Cleanup CRI files

Signed-off-by: Maksym Pavlenko <pavlenko.maksym@gmail.com>

pkg/cri/sbserver/podsandbox/helpers.go

@@ -30,9 +30,7 @@ import (
 	"github.com/containerd/containerd/log"
 	"github.com/containerd/containerd/oci"
 	criconfig "github.com/containerd/containerd/pkg/cri/config"
-	containerstore "github.com/containerd/containerd/pkg/cri/store/container"
 	imagestore "github.com/containerd/containerd/pkg/cri/store/image"
-	sandboxstore "github.com/containerd/containerd/pkg/cri/store/sandbox"
 	ctrdutil "github.com/containerd/containerd/pkg/cri/util"
 	runtimeoptions "github.com/containerd/containerd/pkg/runtimeoptions/v1"
 	"github.com/containerd/containerd/plugin"
@@ -46,80 +44,26 @@ import (
 	runhcsoptions "github.com/Microsoft/hcsshim/cmd/containerd-shim-runhcs-v1/options"
 	imagedigest "github.com/opencontainers/go-digest"
 	"github.com/pelletier/go-toml"
-	runtime "k8s.io/cri-api/pkg/apis/runtime/v1"
 )
 
 const (
-	// errorStartReason is the exit reason when fails to start container.
-	errorStartReason = "StartError"
-	// errorStartExitCode is the exit code when fails to start container.
-	// 128 is the same with Docker's behavior.
-	// TODO(windows): Figure out what should be used for windows.
-	errorStartExitCode = 128
-	// completeExitReason is the exit reason when container exits with code 0.
-	completeExitReason = "Completed"
-	// errorExitReason is the exit reason when container exits with code non-zero.
-	errorExitReason = "Error"
-	// oomExitReason is the exit reason when process in container is oom killed.
-	oomExitReason = "OOMKilled"
 
 	// sandboxesDir contains all sandbox root.

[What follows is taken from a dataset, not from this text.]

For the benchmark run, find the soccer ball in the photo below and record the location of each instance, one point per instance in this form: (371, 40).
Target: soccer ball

A sandbox root is the running
 	// directory of the sandbox, all files created for the sandbox will be
 	// placed under this directory.
 	sandboxesDir = "sandboxes"
-	// containersDir contains all container root.
-	containersDir = "containers"
-	// Delimiter used to construct container/sandbox names.
-	nameDelimiter = "_"
-
 	// criContainerdPrefix is common prefix for cri-containerd
 	criContainerdPrefix = "io.cri-containerd"

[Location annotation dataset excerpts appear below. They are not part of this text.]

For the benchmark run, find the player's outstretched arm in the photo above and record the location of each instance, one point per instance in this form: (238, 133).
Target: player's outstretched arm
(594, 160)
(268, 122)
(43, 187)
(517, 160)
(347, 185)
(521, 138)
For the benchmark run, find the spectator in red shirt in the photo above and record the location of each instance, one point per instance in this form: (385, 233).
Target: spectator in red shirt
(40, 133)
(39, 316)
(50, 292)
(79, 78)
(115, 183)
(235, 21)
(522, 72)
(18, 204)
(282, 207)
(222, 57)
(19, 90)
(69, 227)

 	// containerKindLabel is a label key indicating container is sandbox container or application container
 	containerKindLabel = criContainerdPrefix + ".kind"
 	// containerKindSandbox is a label value indicating container is sandbox container
 	containerKindSandbox = "sandbox"
-	// containerKindContainer is a label value indicating container is application container
-	containerKindContainer = "container"
-	// imageLabelKey is the label key indicating the image is managed by cri plugin.
-	imageLabelKey = criContainerdPrefix + ".image"
-	// imageLabelValue is the label value indicating the image is managed by cri plugin.
-	imageLabelValue = "managed"
 	// sandboxMetadataExtension is an extension name that identify metadata of sandbox in CreateContainerRequest
 	sandboxMetadataExtension = criContainerdPrefix + ".sandbox.metadata"
-	// containerMetadataExtension is an extension name that identify metadata of container in CreateContainerRequest
-	containerMetadataExtension = criContainerdPrefix + ".container.metadata"
-
-	// defaultIfName is the default network interface for the pods
-	defaultIfName = "eth0"
-
 	// runtimeRunhcsV1 is the runtime type for runhcs.
 	runtimeRunhcsV1 = "io.containerd.runhcs.v1"
 )
 
-// makeSandboxName generates sandbox name from sandbox metadata. The name
-// generated is unique as long as sandbox metadata is unique.
-func makeSandboxName(s *runtime.PodSandboxMetadata) string {
-	return strings.Join([]string{
-		s.Name,                       // 0
-		s.Namespace,                  // 1
-		s.Uid,                        // 2
-		fmt.Sprintf("%d", s.Attempt), // 3
-	}, nameDelimiter)
-}
-
-// makeContainerName generates container name from sandbox and container metadata.
-// The name generated is unique as long as the sandbox container combination is
-// unique.
-func makeContainerName(c *runtime.ContainerMetadata, s *runtime.PodSandboxMetadata) string {
-	return strings.Join([]string{
-		c.Name,                       // 0: container name
-		s.Name,                       // 1: pod name
-		s.Namespace,                  // 2: pod namespace
-		s.Uid,                        // 3: pod uid
-		fmt.Sprintf("%d", c.Attempt), // 4: attempt number of creating the container
-	}, nameDelimiter)
-}
-
 // getSandboxRootDir returns the root directory for managing sandbox files,
 // e.g. hosts files.
 func (c *Controller) getSandboxRootDir(id string) string {
@@ -132,23 +76,6 @@ func (c *Controller) getVolatileSandboxRootDir(id string) string {
 	return filepath.Join(c.config.StateDir, sandboxesDir, id)
 }
 
-// getContainerRootDir returns the root directory for managing container files,
-// e.g. state checkpoint.
-func (c *Controller) getContainerRootDir(id string) string {
-	return filepath.Join(c.config.RootDir, containersDir, id)
-}
-
-// getVolatileContainerRootDir returns the root directory for managing volatile container files,
-// e.g. named pipes.
-func (c *Controller) getVolatileContainerRootDir(id string) string {
-	return filepath.Join(c.config.StateDir, containersDir, id)
-}
-
-// criContainerStateToString formats CRI container state to string.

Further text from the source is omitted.